How do I prove what's written in the title (By saying "made of 1's and -1's" I mean that A contains only the numbers 1 and -1)? I tried using gauss elimination but I don't see how it helps me, and I have no other idea. If any of you could help me or at least give me a hint, It will help me a lot. Thanks!

Answer 1

Hint: Gaussian elimination is definitely (one of) the right way(s) to go. Think about what happens when you've gotten your matrix into upper-triangular form. Can you get $n-1$ factors of $2$ to pop out anywhere and still get the determinant of an integer matrix? Here's a (simple) example:

$$\begin{vmatrix} 1 & 1 & 1 \\ 1 & -1 & 1 \\ -1 & 1 & 1 \end{vmatrix}=\begin{vmatrix} 1 & 1 & 1 \\ 0 & -2 & 0 \\ 0 & 2 & 2 \end{vmatrix}=\begin{vmatrix} 1 & 1 & 1 \\ 0 & -2 & 0 \\ 0 & 0 & 2 \end{vmatrix}=2^2\begin{vmatrix} 1 & 1 & 1 \\ 0 & -1 & 0 \\ 0 & 0 & 1 \end{vmatrix}.$$

Answer 2

Let $A$ be a matrix with entries $\pm 1$ of size $n>1$. The case $n=1$ is immediate.
We are going to transform $A$ in two steps, without altering $\,|\!\det A|\,$:

(1) Take the first column and the first row of $A$ to define diagonal matrices
$C=a_{11}\cdot\operatorname{diag}(a_{11},-a_{21},\dots,-a_{n1})\:$ and $\:R=\operatorname{diag}(a_{11},a_{12},\dots,a_{1n})\,$.
Then $|\!\det C|=|\!\det R|=1$, and multiplying $A$ from the left and the right yields $$CAR\;=\;\begin{pmatrix} 1&1&\cdots &1\\ -1\\ \vdots &&B\\ -1 \end{pmatrix}$$ where $B\,$ is a submatrix of size $n-1$ with entries from {$\pm 1\}$.

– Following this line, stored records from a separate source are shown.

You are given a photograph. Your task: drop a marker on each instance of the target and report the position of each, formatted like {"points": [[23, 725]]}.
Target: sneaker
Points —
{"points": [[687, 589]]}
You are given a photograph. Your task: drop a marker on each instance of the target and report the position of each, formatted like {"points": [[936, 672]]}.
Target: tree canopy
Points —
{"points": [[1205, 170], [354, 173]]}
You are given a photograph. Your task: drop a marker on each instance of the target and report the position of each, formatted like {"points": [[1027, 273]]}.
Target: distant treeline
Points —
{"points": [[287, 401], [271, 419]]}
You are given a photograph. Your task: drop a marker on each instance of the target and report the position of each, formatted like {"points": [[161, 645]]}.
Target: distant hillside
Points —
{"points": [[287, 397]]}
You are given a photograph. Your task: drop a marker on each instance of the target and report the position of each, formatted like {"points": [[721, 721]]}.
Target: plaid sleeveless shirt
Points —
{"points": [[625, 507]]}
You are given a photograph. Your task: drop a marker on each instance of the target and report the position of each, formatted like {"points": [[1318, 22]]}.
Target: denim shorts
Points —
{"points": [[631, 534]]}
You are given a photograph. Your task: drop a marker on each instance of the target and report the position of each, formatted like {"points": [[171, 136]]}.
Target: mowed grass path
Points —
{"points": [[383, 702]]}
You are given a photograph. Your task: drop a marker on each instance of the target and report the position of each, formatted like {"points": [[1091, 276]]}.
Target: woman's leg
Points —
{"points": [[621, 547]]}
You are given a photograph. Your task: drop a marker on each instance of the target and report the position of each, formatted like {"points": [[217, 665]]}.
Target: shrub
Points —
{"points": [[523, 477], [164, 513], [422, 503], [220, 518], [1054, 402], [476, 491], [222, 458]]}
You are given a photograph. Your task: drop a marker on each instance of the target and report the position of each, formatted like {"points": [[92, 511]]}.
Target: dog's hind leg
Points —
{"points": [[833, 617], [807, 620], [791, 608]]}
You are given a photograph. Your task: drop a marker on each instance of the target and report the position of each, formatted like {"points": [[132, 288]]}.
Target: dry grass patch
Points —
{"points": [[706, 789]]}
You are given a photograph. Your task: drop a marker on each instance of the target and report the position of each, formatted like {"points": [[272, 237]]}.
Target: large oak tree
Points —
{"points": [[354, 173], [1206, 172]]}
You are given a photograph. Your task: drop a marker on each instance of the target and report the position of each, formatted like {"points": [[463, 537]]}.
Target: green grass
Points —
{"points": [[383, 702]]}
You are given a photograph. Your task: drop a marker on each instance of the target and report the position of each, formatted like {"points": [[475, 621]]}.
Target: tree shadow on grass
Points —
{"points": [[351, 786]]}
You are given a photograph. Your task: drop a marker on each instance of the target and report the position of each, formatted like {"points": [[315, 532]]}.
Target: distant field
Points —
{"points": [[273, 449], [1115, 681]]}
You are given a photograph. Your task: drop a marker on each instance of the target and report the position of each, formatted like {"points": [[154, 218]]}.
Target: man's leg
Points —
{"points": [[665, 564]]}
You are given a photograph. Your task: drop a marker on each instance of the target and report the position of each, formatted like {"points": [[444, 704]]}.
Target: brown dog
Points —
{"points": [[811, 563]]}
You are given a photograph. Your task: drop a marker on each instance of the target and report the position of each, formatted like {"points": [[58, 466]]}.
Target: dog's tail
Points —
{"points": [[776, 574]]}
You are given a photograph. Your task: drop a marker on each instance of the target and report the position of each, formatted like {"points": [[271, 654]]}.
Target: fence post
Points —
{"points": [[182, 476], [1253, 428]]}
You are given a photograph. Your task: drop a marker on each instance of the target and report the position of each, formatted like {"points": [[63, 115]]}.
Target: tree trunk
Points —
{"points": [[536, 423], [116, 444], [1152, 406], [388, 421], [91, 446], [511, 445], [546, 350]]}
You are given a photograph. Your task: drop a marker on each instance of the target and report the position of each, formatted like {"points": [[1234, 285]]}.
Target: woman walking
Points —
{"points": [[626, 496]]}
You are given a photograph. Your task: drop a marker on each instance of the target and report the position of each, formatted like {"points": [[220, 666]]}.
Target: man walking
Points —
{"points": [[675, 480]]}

(2) Now let's add the first row in the $CAR\,$ to all the other rows to obtain $$\begin{vmatrix} 1&1&\cdots &1\\ -1\\ \vdots &&B\\ -1 \end{vmatrix} \quad=\quad \begin{vmatrix} 1&1&\cdots &1\\ 0\\ \vdots &&2\cdot B'\\ 0 \end{vmatrix}$$ and $B'$ has entries in $\{1,0\}$. Furthermore, $B'$ is singular iff $A$ is singular (also true if $n=2$).

Reaping the fruit of the preceding steps one has $$\begin{align}|\!\det A|&\;=\;|\!\det(CAR)|\;=\;2^{n-1}\,|\!\det B'|\\[2ex] &\;\geqslant\;2^{n-1},\end{align}$$ as claimed for non-singular $A$.